We have been taught that Jesus spoke these words on the cross because God the Father turned His back on His Son. While the weight of the world’s sin was upon Jesus’ shoulders, God the Father abandoned the Son. Is this really true? I don’t think so.
The bond between the Father and the Son is unbreakable. I don’t believe that there was ever any separation between them. We have no support in Scripture that “The Father and I are one” was ever broken. I don’t believe there is any reason to think that God abandoned the Son even as He became sin for us on the cross.
So what was Jesus saying from the cross? Jesus was speaking line one from Psalm 22, “My God, My God, why have You forsaken Me?” (Psalm 22:1). The rest of this Psalm is a stunning prophecy of what His death would be like with passages like, “I am poured out like water, and all my bones are out of joint. My heart is like wax; it is melted within me. My strength is dried up like a potsherd, and my tongue cleaves to my jaws. You lay me in the dust of death. For dogs have surrounded me.

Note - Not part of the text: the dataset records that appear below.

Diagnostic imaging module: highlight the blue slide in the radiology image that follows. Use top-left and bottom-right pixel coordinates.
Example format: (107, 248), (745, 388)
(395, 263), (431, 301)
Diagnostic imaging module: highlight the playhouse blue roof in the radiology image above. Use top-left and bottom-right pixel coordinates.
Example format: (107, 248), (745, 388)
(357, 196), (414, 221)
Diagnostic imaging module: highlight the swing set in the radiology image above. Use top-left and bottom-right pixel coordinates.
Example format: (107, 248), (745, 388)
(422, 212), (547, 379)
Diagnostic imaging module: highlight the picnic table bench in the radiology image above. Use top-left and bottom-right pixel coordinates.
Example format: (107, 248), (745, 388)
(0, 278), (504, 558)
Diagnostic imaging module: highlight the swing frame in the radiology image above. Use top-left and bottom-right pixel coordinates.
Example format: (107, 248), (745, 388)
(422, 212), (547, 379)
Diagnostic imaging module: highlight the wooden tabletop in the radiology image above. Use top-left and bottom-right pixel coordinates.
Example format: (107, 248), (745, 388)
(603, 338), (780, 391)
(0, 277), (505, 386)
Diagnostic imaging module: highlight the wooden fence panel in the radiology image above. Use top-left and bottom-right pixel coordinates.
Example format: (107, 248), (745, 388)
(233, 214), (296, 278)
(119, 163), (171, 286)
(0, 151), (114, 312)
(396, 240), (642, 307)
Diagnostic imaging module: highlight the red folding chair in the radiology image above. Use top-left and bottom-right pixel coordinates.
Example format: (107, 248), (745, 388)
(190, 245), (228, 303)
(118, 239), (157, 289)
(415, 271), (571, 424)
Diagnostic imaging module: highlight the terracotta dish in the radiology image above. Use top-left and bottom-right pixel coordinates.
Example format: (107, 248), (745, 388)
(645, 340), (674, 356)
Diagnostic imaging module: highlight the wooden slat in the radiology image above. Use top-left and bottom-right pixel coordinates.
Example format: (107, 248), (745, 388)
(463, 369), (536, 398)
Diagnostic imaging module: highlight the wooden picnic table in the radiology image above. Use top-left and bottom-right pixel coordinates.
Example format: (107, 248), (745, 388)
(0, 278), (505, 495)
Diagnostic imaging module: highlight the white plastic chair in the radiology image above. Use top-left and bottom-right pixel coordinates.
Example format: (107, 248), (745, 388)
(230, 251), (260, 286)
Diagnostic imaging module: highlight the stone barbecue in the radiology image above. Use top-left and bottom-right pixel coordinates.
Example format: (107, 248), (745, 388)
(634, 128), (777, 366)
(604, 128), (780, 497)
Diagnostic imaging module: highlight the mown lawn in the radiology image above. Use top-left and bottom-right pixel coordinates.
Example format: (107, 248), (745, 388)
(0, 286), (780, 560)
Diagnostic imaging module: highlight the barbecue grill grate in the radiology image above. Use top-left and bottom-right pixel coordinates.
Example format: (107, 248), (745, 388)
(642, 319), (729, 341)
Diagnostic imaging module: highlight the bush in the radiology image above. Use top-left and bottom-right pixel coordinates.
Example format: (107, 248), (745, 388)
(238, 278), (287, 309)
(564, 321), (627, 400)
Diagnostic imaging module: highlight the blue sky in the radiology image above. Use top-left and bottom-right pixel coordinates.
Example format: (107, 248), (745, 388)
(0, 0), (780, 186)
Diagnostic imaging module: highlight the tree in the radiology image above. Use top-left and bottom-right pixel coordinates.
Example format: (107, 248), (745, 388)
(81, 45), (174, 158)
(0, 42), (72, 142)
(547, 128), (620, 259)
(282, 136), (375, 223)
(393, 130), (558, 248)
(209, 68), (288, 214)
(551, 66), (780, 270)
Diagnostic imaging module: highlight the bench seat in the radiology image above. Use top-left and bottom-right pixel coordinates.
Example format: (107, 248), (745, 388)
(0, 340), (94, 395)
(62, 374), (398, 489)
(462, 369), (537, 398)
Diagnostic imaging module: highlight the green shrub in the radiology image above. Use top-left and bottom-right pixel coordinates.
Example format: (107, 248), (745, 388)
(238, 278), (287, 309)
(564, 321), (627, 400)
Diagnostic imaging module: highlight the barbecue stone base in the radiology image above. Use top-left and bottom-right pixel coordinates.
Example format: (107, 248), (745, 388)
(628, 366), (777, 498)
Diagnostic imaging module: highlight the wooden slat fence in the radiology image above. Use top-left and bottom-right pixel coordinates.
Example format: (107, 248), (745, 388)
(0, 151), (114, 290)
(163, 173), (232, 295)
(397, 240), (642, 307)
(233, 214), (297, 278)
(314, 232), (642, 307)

A band of evildoers has encompassed me. They pierced my hands and my feet. I can count all my bones. They look, they stare at me. They divide my garments among them, and for my clothing they cast lots” (Psalm 22:14-18). Wow, does that sound like a description of the death of Jesus?
It has been suggested that in first century Israel, it was a common practice for a rabbi to speak the first line of a Psalm and expect his students to recite the rest. Could this be happening here? Could Jesus be saying from the cross, “For those with ears to hear, I am pointing you to the prophecy of Psalm 22; and in My death, I am its fulfillment”?
Just as the Psalmist in Psalm 22 felt that God had abandoned him, so Jesus, in the dying of His human form, likely felt that God had turned His back on Him in that moment. However, by the end of Psalm 22, we find that God had been protecting the writer all along. “For He has not despised nor abhorred the affliction of the afflicted; nor has He hidden His face from him; but when he cried to Him for help, He heard” (Psalm 22:24). I especially like the phrase that God has NOT hidden His face from the afflicted. God did not turn His back on the Son. I believe God the Father was there with the Son at the cross.
The final verse of the Psalm says it well, “They will come and will declare His righteousness to a people who will be born, that He has performed it” (Psalm 22:31). Jesus “performed it”; secured our salvation through His death in our place. A death described a thousand years before in Psalm 22.
Jesus is in the prophecy of Psalm 22, because Jesus was there from the beginning!